Le stagioni sono protagoniste, più di Isadora e più della Casa, perché la narrazione è suddivisa in quattro sezioni intitolate, appunto, Estate, Autunno, Inverno e Primavera. Il legame tra le stagioni dell’anno e la vita di Isadora è strettissimo, e non si limita alla facile associazione dell’età giovane alla bella stagione e della vecchiaia al tempo delle foglie morte: la vita di Isadora nella Casa sembra scorrere in completa simbiosi con il cambio del terreno, della luce, con il succedersi dei prati verdi alle distese di neve, nell’attesa disperata che tornino le giornate di agosto in cui zii e cugini venivano in visita e la famiglia al completo si riuniva nella grande Casa popolandola con risate, sussurri, pranzi sonnolenti e risvegli tiepidi. 

Passata l’infanzia, Isadora resta nella Casa mentre le persone della sua vita si dileguano: i cugini Klaus, Louisa, Magda e Amelia si creano altrove una vita e una famiglia, mentre prima la madre, poi la sorella Harriette e il padre scompaiono lasciando Isadora sola nella grande casa, in compagnia dei morti più che dei vivi. Tripier riesce a rappresentare vividamente lo scarto tra la percezione che gli altri hanno di Isadora e quella che lei ha di sé e della vita che ha scelto: mentre per gli altri resta «la zitella senza figli che non capiva niente» (p. 62), Isadora mantiene lo stupore di una bambina e l’attaccamento alla sua prima e unica famiglia, quella della sua infanzia.

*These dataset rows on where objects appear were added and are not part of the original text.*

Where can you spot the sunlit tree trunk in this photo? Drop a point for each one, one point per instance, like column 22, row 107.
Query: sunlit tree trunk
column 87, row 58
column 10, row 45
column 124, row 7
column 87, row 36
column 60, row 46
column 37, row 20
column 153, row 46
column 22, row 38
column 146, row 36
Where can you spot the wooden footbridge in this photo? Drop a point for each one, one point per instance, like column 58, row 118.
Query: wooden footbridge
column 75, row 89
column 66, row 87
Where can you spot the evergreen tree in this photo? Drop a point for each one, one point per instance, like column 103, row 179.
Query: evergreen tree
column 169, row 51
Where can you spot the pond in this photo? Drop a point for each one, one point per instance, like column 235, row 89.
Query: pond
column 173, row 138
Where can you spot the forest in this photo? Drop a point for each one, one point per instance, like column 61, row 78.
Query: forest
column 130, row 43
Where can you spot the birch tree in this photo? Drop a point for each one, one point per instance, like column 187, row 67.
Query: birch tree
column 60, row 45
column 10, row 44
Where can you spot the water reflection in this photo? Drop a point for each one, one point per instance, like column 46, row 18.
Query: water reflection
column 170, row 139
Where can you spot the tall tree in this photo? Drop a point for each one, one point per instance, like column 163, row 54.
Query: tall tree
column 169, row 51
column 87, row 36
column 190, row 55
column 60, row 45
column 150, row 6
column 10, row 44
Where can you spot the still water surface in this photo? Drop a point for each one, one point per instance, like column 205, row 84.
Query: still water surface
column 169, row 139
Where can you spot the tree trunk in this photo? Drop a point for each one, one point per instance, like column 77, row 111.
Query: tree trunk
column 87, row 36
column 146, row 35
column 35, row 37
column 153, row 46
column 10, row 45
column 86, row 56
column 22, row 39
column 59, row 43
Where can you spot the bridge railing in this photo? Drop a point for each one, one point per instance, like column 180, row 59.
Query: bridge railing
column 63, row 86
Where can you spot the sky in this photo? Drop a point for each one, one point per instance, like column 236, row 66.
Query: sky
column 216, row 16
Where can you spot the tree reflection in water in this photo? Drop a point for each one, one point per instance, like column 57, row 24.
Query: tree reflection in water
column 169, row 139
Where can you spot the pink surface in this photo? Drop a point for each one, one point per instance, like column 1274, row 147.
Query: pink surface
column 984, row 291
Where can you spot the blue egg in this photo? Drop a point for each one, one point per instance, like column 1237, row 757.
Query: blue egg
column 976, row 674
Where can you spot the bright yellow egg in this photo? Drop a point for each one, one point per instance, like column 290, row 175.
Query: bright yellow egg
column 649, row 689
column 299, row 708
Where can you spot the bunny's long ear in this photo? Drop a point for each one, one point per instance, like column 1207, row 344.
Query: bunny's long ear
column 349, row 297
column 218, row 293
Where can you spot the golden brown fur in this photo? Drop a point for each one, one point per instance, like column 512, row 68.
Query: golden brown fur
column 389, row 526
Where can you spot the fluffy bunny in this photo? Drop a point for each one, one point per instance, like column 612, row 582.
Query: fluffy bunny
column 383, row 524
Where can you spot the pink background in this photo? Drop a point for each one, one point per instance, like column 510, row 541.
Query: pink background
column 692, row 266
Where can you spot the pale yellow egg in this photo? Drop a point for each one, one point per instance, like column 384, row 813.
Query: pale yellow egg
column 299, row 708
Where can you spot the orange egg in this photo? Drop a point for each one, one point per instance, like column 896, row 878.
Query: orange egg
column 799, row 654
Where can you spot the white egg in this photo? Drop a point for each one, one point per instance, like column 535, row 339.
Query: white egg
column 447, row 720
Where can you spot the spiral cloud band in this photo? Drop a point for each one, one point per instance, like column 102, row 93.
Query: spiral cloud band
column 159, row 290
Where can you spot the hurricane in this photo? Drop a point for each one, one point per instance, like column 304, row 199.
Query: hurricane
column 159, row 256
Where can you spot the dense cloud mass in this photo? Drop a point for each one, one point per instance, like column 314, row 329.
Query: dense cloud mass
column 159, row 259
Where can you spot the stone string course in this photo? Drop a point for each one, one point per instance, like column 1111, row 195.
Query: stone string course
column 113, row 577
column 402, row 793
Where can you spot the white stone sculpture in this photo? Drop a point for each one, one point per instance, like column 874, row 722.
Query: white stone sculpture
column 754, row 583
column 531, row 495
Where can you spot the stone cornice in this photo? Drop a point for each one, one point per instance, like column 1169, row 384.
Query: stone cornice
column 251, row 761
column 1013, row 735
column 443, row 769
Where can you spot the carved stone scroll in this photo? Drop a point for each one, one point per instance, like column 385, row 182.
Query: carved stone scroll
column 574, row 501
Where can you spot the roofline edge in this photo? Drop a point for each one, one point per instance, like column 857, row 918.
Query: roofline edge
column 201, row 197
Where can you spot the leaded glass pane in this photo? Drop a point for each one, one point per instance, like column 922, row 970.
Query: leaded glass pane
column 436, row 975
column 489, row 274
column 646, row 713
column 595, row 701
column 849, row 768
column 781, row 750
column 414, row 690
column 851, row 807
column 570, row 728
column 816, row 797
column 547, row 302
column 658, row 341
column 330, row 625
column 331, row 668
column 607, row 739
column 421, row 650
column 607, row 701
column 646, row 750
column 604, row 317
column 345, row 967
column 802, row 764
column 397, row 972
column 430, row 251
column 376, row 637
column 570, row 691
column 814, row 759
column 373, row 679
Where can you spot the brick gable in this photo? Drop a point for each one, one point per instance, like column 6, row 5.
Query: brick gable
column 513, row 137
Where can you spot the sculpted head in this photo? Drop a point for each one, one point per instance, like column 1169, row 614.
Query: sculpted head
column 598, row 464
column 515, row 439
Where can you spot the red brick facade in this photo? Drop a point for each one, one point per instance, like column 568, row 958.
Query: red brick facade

La voce narrante per tutto il romanzo è quella di Isadora, e il suo racconto segue l’alternanza di momenti di lucida riflessione sul presente a lunghi viaggi col pensiero, tra i ricordi felici o meno. 

La prosa di Perrier è piacevole: poetica senza essere barocca, ricca di metafore e di parole abbinate in modo curioso, inusuale e azzeccato
Dalle finestre della cucina guardiamo il timido calore ridare gradualmente vita ai muschi del frutteto e alle tovaglie d’erba azzurra del giardino dormiente. Dopo tre giorni o una settimana che fa più caldo abbandoniamo i maglioni della bisnonna sugli schienali delle sedie, dove rimangono ansimanti con le lunghe maniche che strusciano sul pavimento mielato di sole. Ci stiracchiamo come gatti pigri che riemergano dalla siesta, felici come un funambolo che si allunghi nell’ora dorata di uno zenit nuovo.
L’effetto che ottiene è quello di una sorta di diario, senza date e luoghi se non un’indicazione, generica eppure tanto fondamentale, sul periodo dell’anno in cui gli eventi si sono svolti. La lettura di Le guerre preziose può essere per ciascuno un’esperienza diversa. Per qualcuno sarà un romanzo piacevole da leggere in una lunga domenica primaverile; per altri, una malinconica gita fra memorie familiari in cui chiunque si può rispecchiare. Infine, può soprattutto essere un’immersione dentro le vite di persone che, un tempo, hanno abitato e sono state felici in qualcuna delle molte cascine abbandonate che ogni tanto incontriamo in campagna, e che da fuori ci appaiono solo ruderi.